Towards predictive atomistic simulations of SiC crystal growth
Alexander Reichmann, Zahra Rajabzadeh, Sebastian Hofer, René Hammer, Lorenz Romaner
TL;DR
This work tackles the challenge of simulating SiC crystal growth with realistic time scales, where conventional MD suffers from unrealistically high deposition rates that induce amorphous layers and defects. It introduces and applies the minimum energy atomic deposition (MEAD) method to SiC, incorporating a Gaussian density surface (GDS) based deposition site selection and tfMC/FIRE-like equilibration, guided by the MEAM interatomic potential. The study demonstrates that MEAD can reproduce stable step-flow growth and 4H stabilization on stepped C-terminated 4H SiC surfaces, while flat substrates prefer a mix of 3C/2H polytypes and exhibit more defects; diffusion of deposited atoms and the relationship between step morphology, stacking faults, and dislocations are analyzed.
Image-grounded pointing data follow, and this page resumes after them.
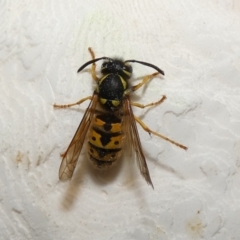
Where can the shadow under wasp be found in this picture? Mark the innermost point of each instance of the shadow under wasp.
(109, 120)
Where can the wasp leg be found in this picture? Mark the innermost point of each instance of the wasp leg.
(158, 134)
(144, 81)
(73, 104)
(150, 104)
(93, 70)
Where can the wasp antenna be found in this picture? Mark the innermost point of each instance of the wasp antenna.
(90, 62)
(147, 64)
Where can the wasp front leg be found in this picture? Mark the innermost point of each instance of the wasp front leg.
(73, 104)
(93, 70)
(145, 80)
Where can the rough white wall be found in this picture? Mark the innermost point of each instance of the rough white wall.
(197, 193)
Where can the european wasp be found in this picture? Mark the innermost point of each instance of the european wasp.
(109, 120)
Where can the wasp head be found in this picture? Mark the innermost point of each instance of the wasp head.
(117, 67)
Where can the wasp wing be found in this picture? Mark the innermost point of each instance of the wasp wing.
(70, 157)
(134, 140)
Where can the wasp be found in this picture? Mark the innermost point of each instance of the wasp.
(109, 120)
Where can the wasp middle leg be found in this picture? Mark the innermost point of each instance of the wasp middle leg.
(149, 104)
(145, 127)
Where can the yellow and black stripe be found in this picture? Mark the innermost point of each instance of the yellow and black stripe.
(105, 140)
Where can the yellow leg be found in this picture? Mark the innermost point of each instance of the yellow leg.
(93, 70)
(73, 104)
(144, 81)
(158, 134)
(150, 104)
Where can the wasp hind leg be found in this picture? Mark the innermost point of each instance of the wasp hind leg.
(145, 127)
(93, 70)
(73, 104)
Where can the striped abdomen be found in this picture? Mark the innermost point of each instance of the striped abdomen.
(105, 140)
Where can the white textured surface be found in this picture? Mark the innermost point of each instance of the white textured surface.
(197, 193)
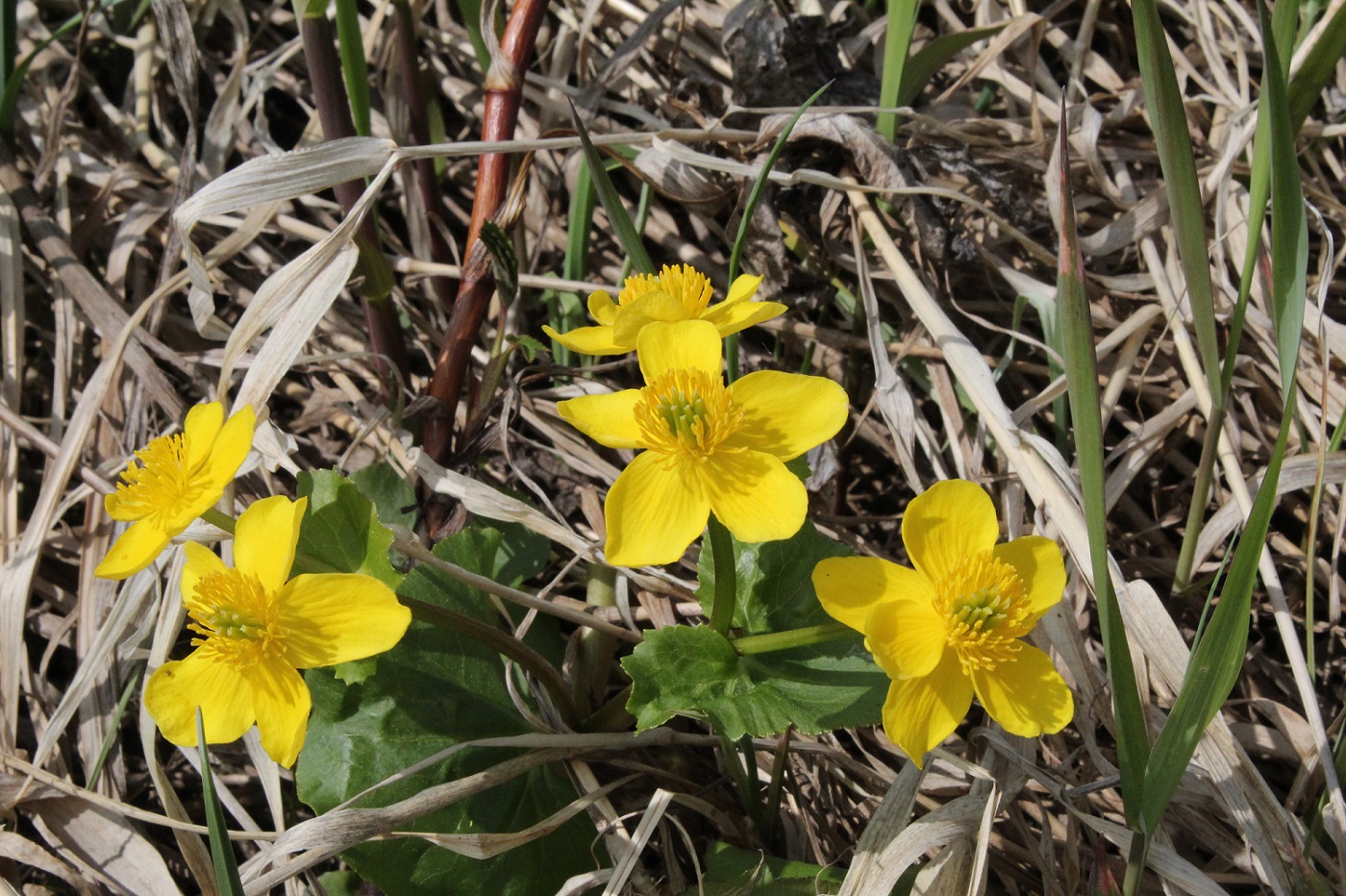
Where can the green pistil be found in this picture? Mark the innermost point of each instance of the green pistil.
(231, 623)
(684, 416)
(982, 611)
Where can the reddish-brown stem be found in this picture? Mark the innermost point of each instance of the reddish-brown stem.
(386, 331)
(504, 93)
(427, 184)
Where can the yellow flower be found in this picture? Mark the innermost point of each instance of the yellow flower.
(710, 447)
(256, 629)
(952, 627)
(672, 295)
(181, 477)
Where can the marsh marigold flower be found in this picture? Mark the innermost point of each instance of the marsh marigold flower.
(675, 293)
(178, 478)
(255, 627)
(952, 627)
(709, 447)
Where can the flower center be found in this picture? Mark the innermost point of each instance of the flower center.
(686, 411)
(236, 618)
(162, 485)
(684, 283)
(985, 606)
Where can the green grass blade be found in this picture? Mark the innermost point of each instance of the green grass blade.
(353, 66)
(567, 311)
(621, 221)
(471, 12)
(1168, 121)
(926, 61)
(221, 851)
(731, 342)
(897, 43)
(1318, 69)
(1220, 656)
(1288, 225)
(1083, 386)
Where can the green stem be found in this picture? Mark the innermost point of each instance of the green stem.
(726, 578)
(789, 639)
(1134, 864)
(505, 646)
(219, 519)
(595, 649)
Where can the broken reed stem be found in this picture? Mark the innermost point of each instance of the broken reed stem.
(504, 93)
(386, 331)
(427, 184)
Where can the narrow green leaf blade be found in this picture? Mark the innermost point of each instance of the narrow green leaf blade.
(897, 43)
(1318, 69)
(221, 851)
(1175, 158)
(616, 214)
(1079, 350)
(1220, 654)
(1288, 226)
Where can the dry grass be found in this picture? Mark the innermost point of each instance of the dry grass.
(965, 228)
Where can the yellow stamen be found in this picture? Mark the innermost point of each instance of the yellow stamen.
(684, 283)
(985, 611)
(236, 616)
(162, 485)
(686, 413)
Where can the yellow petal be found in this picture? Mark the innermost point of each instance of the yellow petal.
(785, 414)
(688, 344)
(609, 420)
(334, 618)
(921, 713)
(201, 562)
(648, 309)
(653, 512)
(754, 495)
(951, 521)
(265, 538)
(282, 703)
(588, 340)
(734, 317)
(201, 427)
(228, 454)
(1027, 694)
(1040, 566)
(906, 636)
(202, 680)
(602, 307)
(135, 549)
(851, 586)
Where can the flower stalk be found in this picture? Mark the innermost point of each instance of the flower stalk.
(505, 646)
(726, 578)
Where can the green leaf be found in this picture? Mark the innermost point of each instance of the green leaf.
(926, 61)
(731, 342)
(622, 226)
(693, 670)
(434, 690)
(221, 848)
(340, 531)
(1218, 657)
(774, 582)
(392, 492)
(1318, 69)
(531, 347)
(1076, 326)
(1168, 120)
(897, 43)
The approach offers a high-fidelity framework for exploring surface phenomena in crystal growth and sets the stage for future investigations incorporating doping, inclusions, or screw-dislocation growth, potentially enhanced by machine-learned interatomic potentials.
Abstract
Simulations of SiC crystal growth using molecular dynamics (MD) have become popular in recent years. They, however, simulate very fast deposition rates, to reduce computational costs. Therefore, they are more akin to surface sputtering, leading to abnormal growth effects, including thick amorphous layers and large defect densities. A recently developed method, called the minimum energy atomic deposition (MEAD), tries to overcome this problem by depositing the atoms directly at the minimum energy positions, increasing the time scale. We apply the MEAD method to simulate SiC crystal growth on stepped C-terminated 4H substrates with 4° and 8° off-cut angle. We explore relevant calculations settings, such as amount of equilibration steps between depositions and influence of simulation cell sizes and bench mark different interatomic potentials. The carefully calibrated methodology is able to replicate the stable step-flow growth, which was so far not possible using conventional MD simulations. Furthermore, the simulated crystals are evaluated in terms of their dislocations, surface roughness and atom mobility. Our methodology paves the way for future high fidelity investigations of surface phenomena in crystal growth.